A midi deux équipes montent au poste de secours avancé pour assurer le service pendant vingt quatre heures. La soupe leur sera portée ce soir.

Quatre équipes sont demandées pour établir une piste depuis les anciennes deuxièmes lignes boches jusqu’au calvaire de la route de Péronne. Ce chemin servira pour évacuer les blessés au moyen des charrettes puis les autos viendront jusqu’au carrefour.

Durant l’après-midi les Boches bombardent les abords du village de Maricourt tout en cherchant à démolir une batterie de 200m/m. les marmites qu’ils envoient sont des 305m/m si ce n’est pas des 370m/m. Elles éclatent environ à cent cinquante, deux cents mètres de nous et les explosions ébranlent même nos sapes. Le déplacement d’air éteint nos bougies ; malgré tout, l’étayage de notre sape ne bouge pas.

Vers la soirée nous apprenons que deux de ces pièces lourdes anglaises repérées ont sauté ; les « marmites » tombant en plein dessus.

A 21h nos quatre équipes et la mienne comprise (3ème) partent faire la piste.  Nous rentrons à 2h15 du matin. Pendant la nuit les Boches ont attaqué notre secteur et celui des anglais à la grenade, par surprise et sans préparation d’artillerie.

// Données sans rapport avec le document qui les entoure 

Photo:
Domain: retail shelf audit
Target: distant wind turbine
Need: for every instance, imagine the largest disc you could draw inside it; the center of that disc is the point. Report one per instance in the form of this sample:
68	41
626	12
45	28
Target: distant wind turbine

Nos pièces tonnent formidablement et enrayent leur attaque. Au bout d’une demi- heure tout redevient calme.

Nous avons donc encore assisté à un feu d’artifice merveilleux car grand nombre de fusées lumineuses de toutes couleurs montaient vers le ciel pour éclairer le théâtre de l’attaque.

Peu de blessés à ramener. L’équipe partie en permanence au poste de secours pour vingt-quatre heures a suffi.